Of course, 2016 featured plenty of notable theme nights that had nothing to do with food. Four notable examples follow forthwith:

Albuquerque Isotopes, "Better Call Saul" Night: Both "Breaking Bad" and its spin-off "Better Call Saul" were shot in Albuquerque. The Triple-A Isotopes celebrated their city's role in 21st-century prestige television by wearing Jimmy McGill theme jerseys. Bob Odenkirk -- Jimmy McGill himself -- was the evening's guest of honor.

Altoona Curve, "Star Wars" Night: Why was the Curve's "Star Wars" Night different from all other "Star Wars" Nights? Because the Double-A team made the bold choice of wearing jerseys featuring Jar Jar Binks, arguably the most maligned character in the history of the film franchise.
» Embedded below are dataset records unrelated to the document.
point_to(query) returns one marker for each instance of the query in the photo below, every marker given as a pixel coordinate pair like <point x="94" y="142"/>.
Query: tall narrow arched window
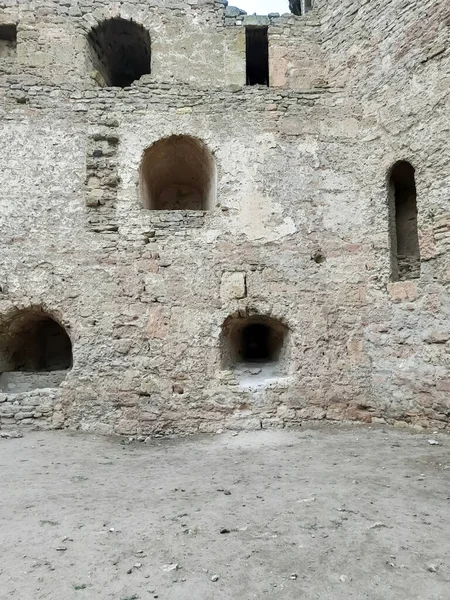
<point x="178" y="173"/>
<point x="120" y="51"/>
<point x="404" y="236"/>
<point x="35" y="351"/>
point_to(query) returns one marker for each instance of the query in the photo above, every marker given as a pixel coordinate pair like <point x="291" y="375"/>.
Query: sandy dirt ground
<point x="326" y="513"/>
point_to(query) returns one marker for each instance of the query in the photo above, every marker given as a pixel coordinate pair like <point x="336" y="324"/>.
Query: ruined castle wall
<point x="299" y="231"/>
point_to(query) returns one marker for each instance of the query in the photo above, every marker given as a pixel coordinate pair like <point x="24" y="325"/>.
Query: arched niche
<point x="35" y="351"/>
<point x="403" y="228"/>
<point x="178" y="173"/>
<point x="253" y="341"/>
<point x="120" y="52"/>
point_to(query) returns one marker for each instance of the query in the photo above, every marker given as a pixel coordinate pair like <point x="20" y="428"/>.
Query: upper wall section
<point x="374" y="47"/>
<point x="200" y="42"/>
<point x="356" y="44"/>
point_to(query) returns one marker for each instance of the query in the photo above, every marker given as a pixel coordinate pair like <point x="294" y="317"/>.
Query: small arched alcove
<point x="120" y="52"/>
<point x="403" y="229"/>
<point x="35" y="352"/>
<point x="254" y="344"/>
<point x="178" y="173"/>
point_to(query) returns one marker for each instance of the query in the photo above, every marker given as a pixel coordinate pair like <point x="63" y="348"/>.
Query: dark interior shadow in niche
<point x="35" y="352"/>
<point x="178" y="173"/>
<point x="255" y="347"/>
<point x="404" y="234"/>
<point x="120" y="52"/>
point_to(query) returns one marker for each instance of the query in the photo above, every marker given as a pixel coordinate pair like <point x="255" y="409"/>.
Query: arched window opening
<point x="178" y="173"/>
<point x="253" y="341"/>
<point x="121" y="52"/>
<point x="404" y="236"/>
<point x="35" y="352"/>
<point x="300" y="7"/>
<point x="257" y="55"/>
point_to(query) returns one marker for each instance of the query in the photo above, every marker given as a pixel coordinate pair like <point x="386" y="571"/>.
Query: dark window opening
<point x="8" y="40"/>
<point x="121" y="52"/>
<point x="300" y="7"/>
<point x="178" y="173"/>
<point x="255" y="339"/>
<point x="34" y="342"/>
<point x="405" y="252"/>
<point x="257" y="55"/>
<point x="35" y="352"/>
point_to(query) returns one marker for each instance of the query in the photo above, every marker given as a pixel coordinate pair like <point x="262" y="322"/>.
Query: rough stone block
<point x="233" y="286"/>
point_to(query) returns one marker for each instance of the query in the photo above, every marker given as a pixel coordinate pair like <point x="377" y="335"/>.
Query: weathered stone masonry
<point x="290" y="263"/>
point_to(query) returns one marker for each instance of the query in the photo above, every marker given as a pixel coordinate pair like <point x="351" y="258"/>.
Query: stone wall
<point x="299" y="232"/>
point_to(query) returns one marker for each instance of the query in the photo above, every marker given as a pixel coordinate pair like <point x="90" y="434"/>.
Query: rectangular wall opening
<point x="257" y="55"/>
<point x="8" y="40"/>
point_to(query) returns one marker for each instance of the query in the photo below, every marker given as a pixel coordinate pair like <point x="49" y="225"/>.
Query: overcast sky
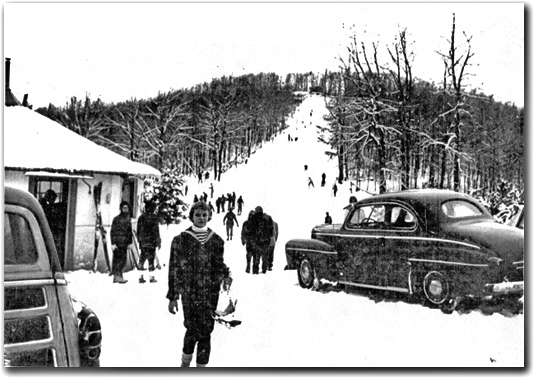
<point x="131" y="50"/>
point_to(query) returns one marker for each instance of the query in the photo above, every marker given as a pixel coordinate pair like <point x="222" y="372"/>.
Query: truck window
<point x="19" y="243"/>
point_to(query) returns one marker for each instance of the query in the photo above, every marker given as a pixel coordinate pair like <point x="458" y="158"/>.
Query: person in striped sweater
<point x="196" y="272"/>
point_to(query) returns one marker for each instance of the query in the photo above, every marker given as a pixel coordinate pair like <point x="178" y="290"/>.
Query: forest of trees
<point x="209" y="127"/>
<point x="383" y="123"/>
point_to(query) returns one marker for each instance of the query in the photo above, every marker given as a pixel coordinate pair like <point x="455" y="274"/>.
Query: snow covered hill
<point x="284" y="325"/>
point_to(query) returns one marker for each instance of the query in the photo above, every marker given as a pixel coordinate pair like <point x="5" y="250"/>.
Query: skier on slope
<point x="196" y="272"/>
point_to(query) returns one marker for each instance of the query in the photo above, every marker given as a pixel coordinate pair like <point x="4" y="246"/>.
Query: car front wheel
<point x="306" y="274"/>
<point x="436" y="288"/>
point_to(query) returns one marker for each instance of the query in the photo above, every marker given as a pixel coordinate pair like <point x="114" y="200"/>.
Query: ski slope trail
<point x="282" y="324"/>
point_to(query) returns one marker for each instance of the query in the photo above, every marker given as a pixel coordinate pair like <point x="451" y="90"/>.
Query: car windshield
<point x="460" y="209"/>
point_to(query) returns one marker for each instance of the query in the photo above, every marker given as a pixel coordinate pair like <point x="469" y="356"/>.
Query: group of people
<point x="122" y="239"/>
<point x="259" y="235"/>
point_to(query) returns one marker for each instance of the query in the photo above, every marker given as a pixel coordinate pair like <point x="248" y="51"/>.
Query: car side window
<point x="368" y="217"/>
<point x="401" y="218"/>
<point x="19" y="243"/>
<point x="460" y="209"/>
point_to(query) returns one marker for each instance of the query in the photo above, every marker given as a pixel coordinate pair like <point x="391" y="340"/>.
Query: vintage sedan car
<point x="43" y="324"/>
<point x="438" y="244"/>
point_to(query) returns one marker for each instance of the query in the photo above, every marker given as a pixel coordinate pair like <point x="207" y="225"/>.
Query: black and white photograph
<point x="264" y="185"/>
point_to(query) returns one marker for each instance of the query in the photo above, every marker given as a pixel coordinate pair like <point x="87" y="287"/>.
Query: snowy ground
<point x="284" y="325"/>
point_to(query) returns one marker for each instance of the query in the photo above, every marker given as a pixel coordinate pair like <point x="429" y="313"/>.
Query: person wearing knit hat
<point x="121" y="239"/>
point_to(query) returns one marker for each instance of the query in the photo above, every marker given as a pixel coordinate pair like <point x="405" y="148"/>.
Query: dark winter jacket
<point x="196" y="270"/>
<point x="261" y="229"/>
<point x="148" y="231"/>
<point x="121" y="230"/>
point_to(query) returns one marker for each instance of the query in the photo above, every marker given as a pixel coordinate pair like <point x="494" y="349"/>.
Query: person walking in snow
<point x="272" y="245"/>
<point x="262" y="230"/>
<point x="149" y="238"/>
<point x="223" y="201"/>
<point x="229" y="220"/>
<point x="246" y="240"/>
<point x="121" y="239"/>
<point x="240" y="204"/>
<point x="196" y="273"/>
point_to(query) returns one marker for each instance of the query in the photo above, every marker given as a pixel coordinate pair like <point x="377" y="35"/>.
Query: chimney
<point x="10" y="99"/>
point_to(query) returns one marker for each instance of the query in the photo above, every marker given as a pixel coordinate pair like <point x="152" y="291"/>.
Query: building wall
<point x="16" y="179"/>
<point x="80" y="252"/>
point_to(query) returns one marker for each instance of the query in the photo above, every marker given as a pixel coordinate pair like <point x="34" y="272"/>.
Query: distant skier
<point x="240" y="204"/>
<point x="229" y="220"/>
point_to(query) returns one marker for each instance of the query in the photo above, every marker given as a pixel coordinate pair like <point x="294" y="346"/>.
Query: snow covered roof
<point x="34" y="142"/>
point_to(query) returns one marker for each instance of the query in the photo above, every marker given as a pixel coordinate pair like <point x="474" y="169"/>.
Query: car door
<point x="33" y="316"/>
<point x="401" y="241"/>
<point x="359" y="245"/>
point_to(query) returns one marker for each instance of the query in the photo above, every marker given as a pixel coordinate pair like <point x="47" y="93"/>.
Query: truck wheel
<point x="436" y="288"/>
<point x="305" y="273"/>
Columbia Fireflies, Purple Game, Purple Game: On what would have been Prince's 58th birthday, the Class A Fireflies wore purple jerseys, hosted a Prince cover band and shot off purple fireworks. Any fan driving a little red Corvette received free admission.

El Paso Chihuahuas, KISS Night: The Triple-A Chihuahuas became the first Minor League Baseball team to pay uniformed homage to the rock band KISS. The KISS Army turned out in full force, resulting in legions of makeup-wearing fans and over $20,000 raised via a jersey auction.
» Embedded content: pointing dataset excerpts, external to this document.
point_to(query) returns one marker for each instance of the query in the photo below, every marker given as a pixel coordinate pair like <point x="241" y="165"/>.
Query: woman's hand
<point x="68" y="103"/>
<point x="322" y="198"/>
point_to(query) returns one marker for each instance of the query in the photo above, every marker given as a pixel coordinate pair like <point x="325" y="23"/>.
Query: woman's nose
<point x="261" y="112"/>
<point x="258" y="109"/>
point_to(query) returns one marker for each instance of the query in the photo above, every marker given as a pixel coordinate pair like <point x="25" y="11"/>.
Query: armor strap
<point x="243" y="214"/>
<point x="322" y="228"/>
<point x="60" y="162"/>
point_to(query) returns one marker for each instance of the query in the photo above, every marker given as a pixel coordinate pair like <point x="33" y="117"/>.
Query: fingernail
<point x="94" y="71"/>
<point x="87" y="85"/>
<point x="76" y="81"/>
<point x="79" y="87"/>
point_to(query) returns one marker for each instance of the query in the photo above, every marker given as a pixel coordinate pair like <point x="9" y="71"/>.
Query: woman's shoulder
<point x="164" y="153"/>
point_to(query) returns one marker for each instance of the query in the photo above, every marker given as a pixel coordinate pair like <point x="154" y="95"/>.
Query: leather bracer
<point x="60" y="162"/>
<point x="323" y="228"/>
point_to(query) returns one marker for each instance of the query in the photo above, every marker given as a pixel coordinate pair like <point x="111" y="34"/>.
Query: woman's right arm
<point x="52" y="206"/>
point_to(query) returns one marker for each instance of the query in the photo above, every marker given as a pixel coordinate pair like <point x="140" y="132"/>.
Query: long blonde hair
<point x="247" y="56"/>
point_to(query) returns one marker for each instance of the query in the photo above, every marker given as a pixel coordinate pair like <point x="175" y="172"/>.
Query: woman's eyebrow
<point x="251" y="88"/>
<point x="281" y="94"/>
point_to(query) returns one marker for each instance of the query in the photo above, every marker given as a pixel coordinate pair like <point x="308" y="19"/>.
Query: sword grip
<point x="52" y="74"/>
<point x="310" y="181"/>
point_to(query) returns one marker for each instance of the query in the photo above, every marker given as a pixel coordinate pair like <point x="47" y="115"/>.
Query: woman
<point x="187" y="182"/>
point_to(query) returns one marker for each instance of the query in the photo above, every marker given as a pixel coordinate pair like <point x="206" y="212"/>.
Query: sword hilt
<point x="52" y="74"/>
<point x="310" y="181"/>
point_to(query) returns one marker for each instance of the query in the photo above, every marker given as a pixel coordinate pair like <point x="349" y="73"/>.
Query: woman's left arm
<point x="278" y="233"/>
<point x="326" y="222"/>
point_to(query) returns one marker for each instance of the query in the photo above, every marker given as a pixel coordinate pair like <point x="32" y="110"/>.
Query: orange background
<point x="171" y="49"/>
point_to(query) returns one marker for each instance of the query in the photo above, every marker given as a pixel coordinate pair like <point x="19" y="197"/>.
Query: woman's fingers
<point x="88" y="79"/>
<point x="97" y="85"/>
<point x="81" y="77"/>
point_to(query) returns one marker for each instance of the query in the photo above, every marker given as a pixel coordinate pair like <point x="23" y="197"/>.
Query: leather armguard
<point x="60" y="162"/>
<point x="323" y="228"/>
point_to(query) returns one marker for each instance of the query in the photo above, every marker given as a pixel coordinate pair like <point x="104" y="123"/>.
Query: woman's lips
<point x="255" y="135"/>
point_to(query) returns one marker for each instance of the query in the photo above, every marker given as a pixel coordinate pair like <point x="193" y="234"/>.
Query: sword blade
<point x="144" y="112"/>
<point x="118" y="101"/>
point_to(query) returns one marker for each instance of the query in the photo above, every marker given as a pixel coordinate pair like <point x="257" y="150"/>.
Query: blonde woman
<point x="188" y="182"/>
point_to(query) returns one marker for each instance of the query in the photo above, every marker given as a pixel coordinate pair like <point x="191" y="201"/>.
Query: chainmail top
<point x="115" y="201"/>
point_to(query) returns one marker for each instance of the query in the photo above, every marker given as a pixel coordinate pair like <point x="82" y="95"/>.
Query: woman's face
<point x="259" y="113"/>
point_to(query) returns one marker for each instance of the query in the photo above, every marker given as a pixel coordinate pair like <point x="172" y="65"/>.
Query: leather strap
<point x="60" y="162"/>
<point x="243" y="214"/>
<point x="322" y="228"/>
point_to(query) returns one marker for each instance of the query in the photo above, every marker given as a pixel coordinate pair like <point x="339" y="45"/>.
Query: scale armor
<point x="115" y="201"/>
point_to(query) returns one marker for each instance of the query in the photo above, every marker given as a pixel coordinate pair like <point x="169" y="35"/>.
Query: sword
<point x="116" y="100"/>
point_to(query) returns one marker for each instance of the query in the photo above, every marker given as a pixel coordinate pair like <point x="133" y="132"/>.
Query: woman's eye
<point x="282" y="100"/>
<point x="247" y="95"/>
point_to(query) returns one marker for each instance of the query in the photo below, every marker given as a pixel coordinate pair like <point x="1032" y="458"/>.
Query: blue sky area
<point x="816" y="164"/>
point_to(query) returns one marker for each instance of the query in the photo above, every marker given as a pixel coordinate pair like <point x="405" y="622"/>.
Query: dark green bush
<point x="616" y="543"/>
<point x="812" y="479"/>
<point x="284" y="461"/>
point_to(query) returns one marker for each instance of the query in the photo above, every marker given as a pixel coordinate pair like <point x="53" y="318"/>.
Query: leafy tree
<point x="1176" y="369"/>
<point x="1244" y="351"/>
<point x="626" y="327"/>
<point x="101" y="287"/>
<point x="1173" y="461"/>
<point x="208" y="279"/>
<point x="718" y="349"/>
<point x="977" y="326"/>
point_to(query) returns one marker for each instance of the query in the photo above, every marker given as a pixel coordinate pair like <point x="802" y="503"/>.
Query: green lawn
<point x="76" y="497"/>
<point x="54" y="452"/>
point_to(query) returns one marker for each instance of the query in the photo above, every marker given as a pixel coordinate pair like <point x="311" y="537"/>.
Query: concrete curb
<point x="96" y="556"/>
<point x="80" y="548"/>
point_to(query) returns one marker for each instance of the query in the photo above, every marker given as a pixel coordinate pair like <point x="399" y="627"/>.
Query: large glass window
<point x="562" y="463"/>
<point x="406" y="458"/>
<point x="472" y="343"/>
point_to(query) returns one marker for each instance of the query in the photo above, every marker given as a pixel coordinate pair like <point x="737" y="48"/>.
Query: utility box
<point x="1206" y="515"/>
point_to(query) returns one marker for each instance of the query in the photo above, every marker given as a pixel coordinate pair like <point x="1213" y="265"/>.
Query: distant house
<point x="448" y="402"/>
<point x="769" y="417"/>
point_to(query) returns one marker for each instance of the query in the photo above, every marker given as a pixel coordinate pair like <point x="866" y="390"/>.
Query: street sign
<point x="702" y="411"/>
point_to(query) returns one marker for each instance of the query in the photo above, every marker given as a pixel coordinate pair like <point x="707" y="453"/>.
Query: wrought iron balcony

At this juncture, you may be asking yourself, "Where are the bobbleheads?" Fair question, and here's your answer:

Harrisburg Senators, Life-Size Bobblehead Hall of Fame: When it came to their new team Hall of Fame, the Double-A Harrisburg Senators went big. 2016's three honorees -- Vlad Guerrero, Cliff Floyd and Bryce Harper -- were enshrined via life-size bobbleheads on the stadium concourse. Guerrero, the first inductee, was in attendance for his big day.

Lake County Captains, James Garfield bobblehead: The Captains, the Class A affiliate of the Indians, are located in close proximity to Cleveland. As you may recall, Cleveland was the host city for the 2016 Republican National Convention. The Captains took the opportunity to honor a Republican of a bygone era: James Garfield, an Ohio native who went on to become the 20th president of these United States.
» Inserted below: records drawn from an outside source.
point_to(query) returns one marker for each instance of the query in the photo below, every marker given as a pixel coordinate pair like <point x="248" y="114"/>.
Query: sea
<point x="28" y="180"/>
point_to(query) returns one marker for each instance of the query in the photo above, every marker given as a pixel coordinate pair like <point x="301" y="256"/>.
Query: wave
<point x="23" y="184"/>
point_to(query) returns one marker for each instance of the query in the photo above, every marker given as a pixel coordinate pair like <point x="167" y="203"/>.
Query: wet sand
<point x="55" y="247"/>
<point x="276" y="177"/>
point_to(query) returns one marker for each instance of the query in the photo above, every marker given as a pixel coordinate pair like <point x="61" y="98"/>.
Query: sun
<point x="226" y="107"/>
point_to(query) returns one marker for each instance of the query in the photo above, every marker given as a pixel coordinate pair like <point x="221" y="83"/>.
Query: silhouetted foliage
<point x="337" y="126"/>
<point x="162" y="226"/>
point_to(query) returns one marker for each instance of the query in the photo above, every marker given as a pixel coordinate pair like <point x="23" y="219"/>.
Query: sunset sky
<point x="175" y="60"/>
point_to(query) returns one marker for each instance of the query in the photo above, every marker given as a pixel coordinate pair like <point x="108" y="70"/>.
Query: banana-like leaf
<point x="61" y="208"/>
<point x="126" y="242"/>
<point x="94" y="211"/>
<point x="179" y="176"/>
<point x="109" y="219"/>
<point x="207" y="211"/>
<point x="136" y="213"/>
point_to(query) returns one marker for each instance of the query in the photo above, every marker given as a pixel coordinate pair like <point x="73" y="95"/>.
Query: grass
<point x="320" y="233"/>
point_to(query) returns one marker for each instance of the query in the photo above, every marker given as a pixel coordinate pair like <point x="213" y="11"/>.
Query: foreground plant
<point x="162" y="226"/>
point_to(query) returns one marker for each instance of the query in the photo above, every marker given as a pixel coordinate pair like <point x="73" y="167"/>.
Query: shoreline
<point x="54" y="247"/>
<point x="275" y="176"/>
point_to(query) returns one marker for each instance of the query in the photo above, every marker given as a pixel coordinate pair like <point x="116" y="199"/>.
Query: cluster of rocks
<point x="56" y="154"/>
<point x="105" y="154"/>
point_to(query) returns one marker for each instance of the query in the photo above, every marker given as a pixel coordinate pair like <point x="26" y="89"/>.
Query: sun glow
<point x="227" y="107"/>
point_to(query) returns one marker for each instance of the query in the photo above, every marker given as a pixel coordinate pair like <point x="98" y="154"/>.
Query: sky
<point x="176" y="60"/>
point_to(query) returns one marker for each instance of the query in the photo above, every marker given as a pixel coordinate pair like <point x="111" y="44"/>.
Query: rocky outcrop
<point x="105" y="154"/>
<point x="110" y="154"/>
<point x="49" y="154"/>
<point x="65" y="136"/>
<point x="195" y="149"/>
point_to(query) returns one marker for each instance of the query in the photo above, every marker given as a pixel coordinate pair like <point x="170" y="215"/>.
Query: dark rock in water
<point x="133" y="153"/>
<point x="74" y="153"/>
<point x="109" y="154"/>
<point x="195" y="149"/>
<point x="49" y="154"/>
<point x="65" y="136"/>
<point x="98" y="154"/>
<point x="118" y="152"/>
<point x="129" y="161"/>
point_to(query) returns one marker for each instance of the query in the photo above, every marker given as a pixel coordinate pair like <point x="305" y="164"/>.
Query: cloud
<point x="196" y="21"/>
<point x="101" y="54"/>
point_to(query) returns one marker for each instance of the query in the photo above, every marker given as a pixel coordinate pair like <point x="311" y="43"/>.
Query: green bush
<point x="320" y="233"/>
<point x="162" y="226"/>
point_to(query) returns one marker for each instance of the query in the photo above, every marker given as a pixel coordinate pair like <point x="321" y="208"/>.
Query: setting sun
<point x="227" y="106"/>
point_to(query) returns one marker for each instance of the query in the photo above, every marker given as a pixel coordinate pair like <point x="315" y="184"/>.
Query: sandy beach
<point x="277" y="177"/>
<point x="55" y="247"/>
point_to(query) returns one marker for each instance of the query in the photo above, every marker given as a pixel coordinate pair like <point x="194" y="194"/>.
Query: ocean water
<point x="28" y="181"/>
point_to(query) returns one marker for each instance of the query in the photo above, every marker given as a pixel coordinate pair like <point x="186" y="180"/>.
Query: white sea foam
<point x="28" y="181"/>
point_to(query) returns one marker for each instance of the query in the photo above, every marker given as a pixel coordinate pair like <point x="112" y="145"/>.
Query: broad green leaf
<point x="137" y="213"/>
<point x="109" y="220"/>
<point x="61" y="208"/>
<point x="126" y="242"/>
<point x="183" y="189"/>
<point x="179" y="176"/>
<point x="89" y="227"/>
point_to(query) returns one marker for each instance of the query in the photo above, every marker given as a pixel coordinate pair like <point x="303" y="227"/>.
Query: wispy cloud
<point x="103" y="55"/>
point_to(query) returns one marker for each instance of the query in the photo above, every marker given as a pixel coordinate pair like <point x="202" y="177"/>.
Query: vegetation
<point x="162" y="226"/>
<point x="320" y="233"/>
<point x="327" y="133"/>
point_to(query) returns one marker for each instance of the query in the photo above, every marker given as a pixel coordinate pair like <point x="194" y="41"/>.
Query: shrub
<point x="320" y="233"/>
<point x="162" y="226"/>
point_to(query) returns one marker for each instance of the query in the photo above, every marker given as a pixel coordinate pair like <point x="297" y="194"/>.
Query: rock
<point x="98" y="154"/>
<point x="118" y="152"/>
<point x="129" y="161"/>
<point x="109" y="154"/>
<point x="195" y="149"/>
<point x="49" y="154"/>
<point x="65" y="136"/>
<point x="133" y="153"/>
Lexington Legends, Glenn Hubbard 'Snake' bobblehead: Glenn Hubbard's 1984 Fleer baseball card featured a photo of him smiling contentedly with a giant snake draped over his shoulders. In 2016, long after his stadium snake-handling days, Hubbard was a member of the Class A Legends coaching staff. The team honored him with a "Snake" bobblehead inspired by the aforementioned, inexplicably weird baseball card.

Scranton/Wilkes-Barre RailRiders, Greg Bird bobblehead: This bobblehead is based on a simple premise: What if Greg Bird was an actual bird? The Triple-A RailRiders, for whom Bird had played, created a bobblehead featuring the winged first baseman emerging from an egg with bat in hand.

We conclude with a brief overview of the heretofore uncategorizable.

Frederick Keys, Family Fitness Weekend: The Class A Advanced Keys' celebration of healthy lifestyles was highlighted by a game in which both of the team's broadcasters -- Geoff Arnold and Doug Raftery -- called the entire contest while riding exercise bikes. During the rain-shortened five-inning contest, Arnold biked 24.90 miles against Raftery's 24.52.

Fresno Grizzlies, My Big Fat Fresno Wedding Show: Fresno mascot Parker T. Bear took it upon himself to become an ordained Universal Life Church minister. During the Grizzlies' "My Big Fat Fresno Wedding Show," Parker oversaw the weddings of three couples and renewed the vows of three more.

Scranton/Wilkes-Barre RailRiders, Man vs. Marathon: The RailRiders enlisted 12 teams of five runners trying to run a marathon in less time than it took to play a nine-inning game. RailRiders players, meanwhile, wore glow-in-the-dark running-themed jerseys.